As per the existing regulatory framework, MTF is provided by trading members (TMs) to their clients for stocks and exchange-traded funds (ETFs) included in the Group I list of securities.
This list, maintained by clearing corporations, is updated monthly based on objective criteria such as impact cost. which is a measure of liquidity. Currently, about 2,000 securities qualify under Group I.
The exchanges said the acceptance of collateral by clearing corporations follows a risk-based objective approach aimed at enhancing the efficiency of risk management and ensuring smooth clearing and settlement processes.
“Contrary to reports, there has been no reduction in the number of securities eligible for MTF. Further, acceptance of collaterals by clearing corporations is based on a risk based objective approach to manage the efficiency of risk management and clearing and settlement,” a release from the exchanges said.

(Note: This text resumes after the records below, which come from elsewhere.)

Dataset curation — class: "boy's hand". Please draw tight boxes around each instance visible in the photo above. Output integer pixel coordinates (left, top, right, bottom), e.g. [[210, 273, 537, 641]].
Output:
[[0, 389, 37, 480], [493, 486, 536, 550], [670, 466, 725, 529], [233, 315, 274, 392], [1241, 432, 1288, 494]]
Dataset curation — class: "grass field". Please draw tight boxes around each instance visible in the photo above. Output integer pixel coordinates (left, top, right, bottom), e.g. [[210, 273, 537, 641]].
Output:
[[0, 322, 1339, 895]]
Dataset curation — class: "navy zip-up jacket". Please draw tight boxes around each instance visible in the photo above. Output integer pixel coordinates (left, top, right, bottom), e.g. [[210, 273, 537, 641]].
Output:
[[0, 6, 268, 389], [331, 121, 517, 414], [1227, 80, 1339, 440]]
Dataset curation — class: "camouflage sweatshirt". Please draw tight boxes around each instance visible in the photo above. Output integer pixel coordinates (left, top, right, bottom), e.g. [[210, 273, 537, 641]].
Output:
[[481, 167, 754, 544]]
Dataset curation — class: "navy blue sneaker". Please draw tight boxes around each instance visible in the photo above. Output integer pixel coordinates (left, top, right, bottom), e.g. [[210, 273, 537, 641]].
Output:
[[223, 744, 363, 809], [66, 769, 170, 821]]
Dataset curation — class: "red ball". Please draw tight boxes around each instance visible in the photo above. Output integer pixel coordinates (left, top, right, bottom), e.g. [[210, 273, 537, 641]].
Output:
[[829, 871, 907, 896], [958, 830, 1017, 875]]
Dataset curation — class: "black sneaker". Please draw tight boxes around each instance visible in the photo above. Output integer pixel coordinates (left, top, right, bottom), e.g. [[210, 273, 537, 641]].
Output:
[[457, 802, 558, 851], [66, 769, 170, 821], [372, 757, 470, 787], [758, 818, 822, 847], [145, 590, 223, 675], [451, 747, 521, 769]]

“The list of acceptable collaterals is updated periodically without any scrip-specific discrimination,” both exchanges have further clarified.The lending under margin trading went up in October 2024 to all-time record high level of over Rs 80,500 crore.Under the margin trading facility, brokers lend money to traders to buy more shares and earn interest income while keeping the financed shares as collateral.
Recently, Sebi tweaked the margin funding norms by allowing securities funded through cash collateral to be considered as maintenance margin. The move will help alleviate the burden of additional collateral towards the maintenance margin for the margin trading facility.